Wow! I'm putting Bill in for "Best Equipped Bayliner on the Planet!"....
(c;

Does the outboard have enough charge capacity to run all this equipment
at once and still recharge the batteries? Most outboards only put out 7
to 12 amps, tops.

Everytime I see a CG Aux boat, I have a flashback that just made me
cringe from the public boatlanding next to Duncan's Boat Harbor on the
Ashley River in Charleston.....

I had come back to the boat landing after a hard day laying about in the
river with a bunch of teenaged girls (and their boyfriends, dammit) in my
Sea Rayder jetboat. The boat was tied up on the back side of the
floating dock where the powerboaters stayed away because it was only 2'
deep.

Seeing the long line waiting to use the 3-lane ramps, I decided to wait a
little to let the logjam of boat trailers go down. The girls were happy
sunning themselves on the seats and beanbags in my boat and the guys
seemed happy as the food and coke hadn't run out in the electric cooler.

I stood up on the fixed dock overlooking the launching ramp when this
nice cabin cruiser, probably 25-27' with a cuddy cabin, all decked out
like Bill's CG Cruiser with lights and CG Aux signs full of old geezers
in CG blues backed down from the floating dock and looped around for a
run at the launching ramp where their trailer was backing down for their
turn.

The idiot backing their truck stopped the trailer SHORT of putting the
wheels in the water! Only the back tip of the trailer was in the river.
This ramp is NOT steep, at all. A spring high tide sometimes runs over
the top of it into the parking lot. Seeing the truck stop, Captain Klutz
runs the throttle of BOTH big outboards pushing this cabin cruiser up to
2/3rds throttle and runs in for the trailer. WHAT WAS HE THINKING?!!
These are the CG Auxiliary guys that teach the damned boater course, for
Christ's sake! Just before the bow of the big cruiser touches that end
roller 3" underwater, there's this big "CRUNCH", the sickening sound of
faux-pas fiberglass gelcoat crashing into slime-covered solid concrete.

Having hit the ramp and being kept from the trailer, HE DOES IT AGAIN!
This time, same "CRUNCH", they decide to back the trailer a little
farther into the water so he can heave the bow up onto the end roller.

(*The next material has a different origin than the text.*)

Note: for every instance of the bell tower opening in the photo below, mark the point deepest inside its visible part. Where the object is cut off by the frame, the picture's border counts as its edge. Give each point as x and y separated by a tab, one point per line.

ARRRGHHH! Everyone on the dock, other boaters and crabbers waiting their
turns are all shaking their heads. The keel of the cruiser is crushed!
You can see it. Captain Klutz shoves the throttles ahead to force it up
on the trailer, without hooking this very nice-looking electric winch to
the boat. Keerrrannngg! Fine stainless steel props, now driven DOWN by
the weight distribution change of the bow coming high out of the water
driving the stern in deep....must have hit the ramp, too!

I felt sick to my stomach.....Glad none of these jokers were the guys who
inspected the jetboat in Berkeley County for my pretty sticker.....yecch.